A FREE clinic offering a vital lifeline to asthma and allergy sufferers is closing its doors due to a lack of funding, despite a Daily Echo campaign to keep the service going.

Donations poured in to the Asthma and Allergy Clinics, run by the Asthma, Allergy and Inflammation Research charity based at Southampton General Hospital, after the launch of our Fight For Breath campaign last year.

The service was granted a stay of execution after readers raised enough money to keep the clinics open for a further six months. But now it will close on June 30.

Specialist asthma nurse and fellow asthmatic Chellan Eames ran the service after setting it up eight years ago.

Although she will no longer work for the charity, she is determined to find some way to keep her service going.

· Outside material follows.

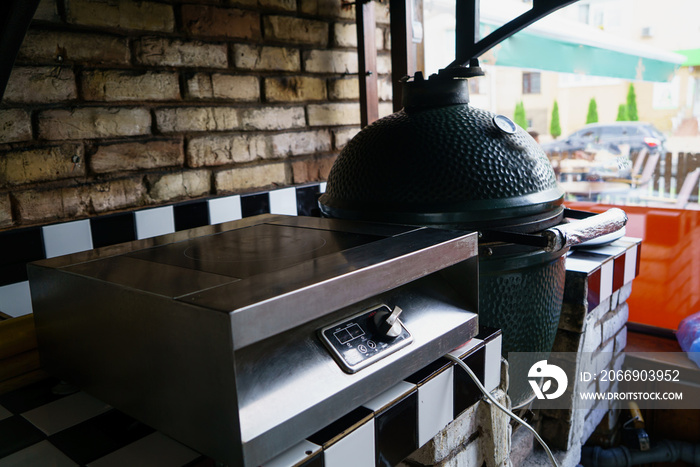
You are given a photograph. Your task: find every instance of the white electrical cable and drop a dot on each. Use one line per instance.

She said: "I think it's a dreadful shame that they're closing down, but I'm trying to get a business plan of some sort. If I can show that over the last few years I've saved hospital beds then maybe I can get some funding.

"The clinics will stop at the end of June, but it doesn't mean I'm giving up."

Asthma sufferer Angie Higgins, of Carnation Road, Bassett, said she would be lost without Chellan and the clinics.

She said: "It's such a shame. I'm really down.

"I want to help the little ones. I would hate to see people without this clinic to help them."

Colin Stubbs's son Jamie, nine, died from an asthma attack last May.

Mr Stubbs, who lives with his wife Sharon and teenage daughter Kerrie-Ann in Studland Road, Millbrook, said: "I can't understand why they can't get funding for it.

"I don't want her to give up. It's a shame that people can't put their hand in their pocket because it helps the community."